Sözcü'de yer verilen habere göre, hakkında yürütülen iki ayrı soruşturma çerçevesinde 4 gündür gözaltında tutulan İstanbul Büyükşehir Belediye (İBB) Başkanı Ekrem İmamoğlu'nun, "Kent Uzlaşısı" soruşturması kapsamında ifadesi alındı. Ekrem İmamoğlu, soruşturma çerçevesinde kendisine yöneltilen, "Terör örgütleri içerisinde aktif olarak faaliyet gösteren akrabanız veya yakınınız var mı?" sorusuna şu yanıtı verdi:

"SORUNUN AHLAKSIZ VE KASITLI OLDUĞUNU DÜŞÜNÜYORUM"
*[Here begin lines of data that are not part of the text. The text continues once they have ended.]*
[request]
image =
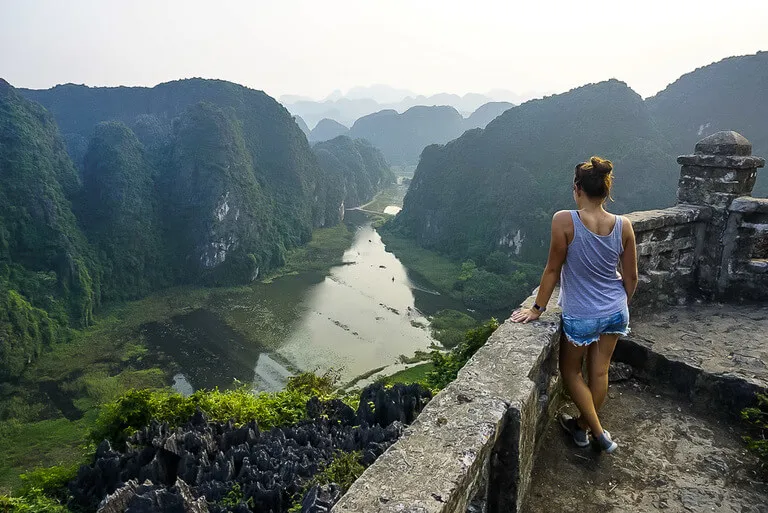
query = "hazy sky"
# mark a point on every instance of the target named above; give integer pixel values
(315, 46)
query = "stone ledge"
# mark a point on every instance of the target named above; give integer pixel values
(647, 220)
(443, 458)
(748, 205)
(721, 161)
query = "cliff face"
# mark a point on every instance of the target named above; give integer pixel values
(727, 95)
(326, 130)
(194, 181)
(500, 186)
(49, 277)
(357, 166)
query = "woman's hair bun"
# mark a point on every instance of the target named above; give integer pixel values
(601, 165)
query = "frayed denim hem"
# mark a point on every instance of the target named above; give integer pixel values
(596, 339)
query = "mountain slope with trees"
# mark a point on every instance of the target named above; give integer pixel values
(193, 181)
(49, 278)
(498, 187)
(326, 130)
(402, 137)
(486, 113)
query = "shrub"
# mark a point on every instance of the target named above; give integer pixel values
(136, 408)
(51, 481)
(757, 418)
(35, 501)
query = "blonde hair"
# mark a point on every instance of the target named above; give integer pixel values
(595, 177)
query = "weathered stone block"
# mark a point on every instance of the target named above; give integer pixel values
(438, 464)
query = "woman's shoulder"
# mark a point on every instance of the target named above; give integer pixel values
(563, 219)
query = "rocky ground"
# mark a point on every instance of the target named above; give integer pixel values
(716, 338)
(196, 467)
(671, 458)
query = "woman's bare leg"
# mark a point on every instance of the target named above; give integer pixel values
(571, 359)
(598, 360)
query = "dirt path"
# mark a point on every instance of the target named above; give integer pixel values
(670, 459)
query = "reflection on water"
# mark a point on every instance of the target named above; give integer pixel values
(362, 316)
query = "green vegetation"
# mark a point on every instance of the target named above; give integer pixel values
(757, 420)
(357, 169)
(118, 211)
(402, 137)
(49, 278)
(343, 470)
(449, 327)
(136, 407)
(327, 129)
(500, 285)
(416, 374)
(392, 195)
(497, 188)
(200, 182)
(323, 251)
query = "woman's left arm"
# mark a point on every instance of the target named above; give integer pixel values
(558, 247)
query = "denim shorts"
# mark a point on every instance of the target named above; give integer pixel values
(582, 332)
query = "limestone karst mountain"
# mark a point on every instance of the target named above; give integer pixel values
(326, 130)
(499, 186)
(402, 137)
(486, 113)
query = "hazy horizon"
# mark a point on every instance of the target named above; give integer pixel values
(304, 48)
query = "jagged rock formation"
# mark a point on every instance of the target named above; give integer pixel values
(357, 166)
(207, 459)
(186, 182)
(327, 129)
(119, 212)
(303, 125)
(726, 95)
(498, 187)
(402, 137)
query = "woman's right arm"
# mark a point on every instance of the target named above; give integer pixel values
(629, 259)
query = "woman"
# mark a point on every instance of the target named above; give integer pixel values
(588, 247)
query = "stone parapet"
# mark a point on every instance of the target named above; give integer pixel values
(669, 245)
(475, 441)
(744, 269)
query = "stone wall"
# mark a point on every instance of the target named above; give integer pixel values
(669, 244)
(745, 273)
(472, 448)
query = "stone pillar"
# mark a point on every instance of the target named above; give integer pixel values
(721, 170)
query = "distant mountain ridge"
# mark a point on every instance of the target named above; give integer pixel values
(497, 188)
(402, 137)
(193, 181)
(326, 130)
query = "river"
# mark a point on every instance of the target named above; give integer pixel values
(361, 316)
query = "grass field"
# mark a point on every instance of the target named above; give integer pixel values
(438, 271)
(415, 374)
(110, 357)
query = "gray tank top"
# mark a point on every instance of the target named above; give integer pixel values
(590, 285)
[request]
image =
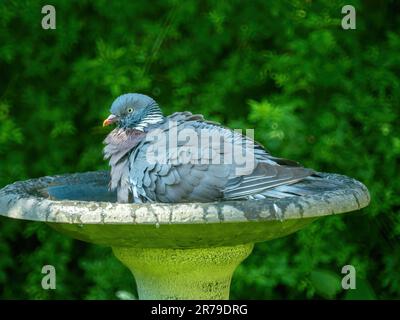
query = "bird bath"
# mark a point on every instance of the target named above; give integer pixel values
(175, 251)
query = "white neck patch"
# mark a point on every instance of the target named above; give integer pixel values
(152, 118)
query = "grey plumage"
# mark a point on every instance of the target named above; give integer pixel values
(189, 173)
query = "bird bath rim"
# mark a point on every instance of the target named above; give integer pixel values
(194, 248)
(31, 200)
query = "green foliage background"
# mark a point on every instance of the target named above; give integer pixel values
(313, 92)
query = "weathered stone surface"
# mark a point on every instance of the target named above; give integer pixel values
(83, 198)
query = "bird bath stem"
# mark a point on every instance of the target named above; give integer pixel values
(175, 251)
(198, 273)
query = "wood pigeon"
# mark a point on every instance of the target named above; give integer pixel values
(184, 158)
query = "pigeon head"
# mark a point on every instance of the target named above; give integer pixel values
(134, 111)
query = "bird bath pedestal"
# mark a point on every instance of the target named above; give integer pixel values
(175, 251)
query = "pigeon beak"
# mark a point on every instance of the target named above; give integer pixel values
(110, 120)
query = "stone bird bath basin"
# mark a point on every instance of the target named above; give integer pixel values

"Türkiye Cumhuriyet Devleti ve Milleti aşığı bir kişiyim. Öyle bir ailede doğdum büyüdüm, ben hiç kimse ile vatan sevgisi konusunda yarışmam. Çünkü her vatandaşı vatansever olarak kabul ederim. Ama bana göre milletini vatanını ve bayrağını benden çok seven yoktur. Bu soruyu da yukarıdaki soru gibi ahlaksız ve kasıtlı olduğunu düşünüyorum. Dünyanın en büyük şehirlerinden birini yöneten Ekrem İmamoğlu’na kasıtlı davranışı gösteren ve hayatımı tehdit altında tutan kişiler hakkında en üst seviyede kararlı bir şekilde hukuki haklarımı arayacağımı belirtmek isterim.

"KINIYORUM"

Tanık ifadelerini şiddetle reddediyorum. Tümü ile yalan, iftira, uydurma, bahsi geçen insanların namusuna, şerefine, haysiyetine hakaret içeren seviyesi çok düşük cümlelerle doludur. Yüce Türk yargısının böyle bir gizli tanık yöntemini tercih ederek 3 kez tarihi oy rekorlarıyla İstanbul’da seçim kazanmış, 16 milyon İstanbullunun belediye başkanını bunlarla muhatap etmesini derin üzüntü ile karşılıyor ve kınıyorum.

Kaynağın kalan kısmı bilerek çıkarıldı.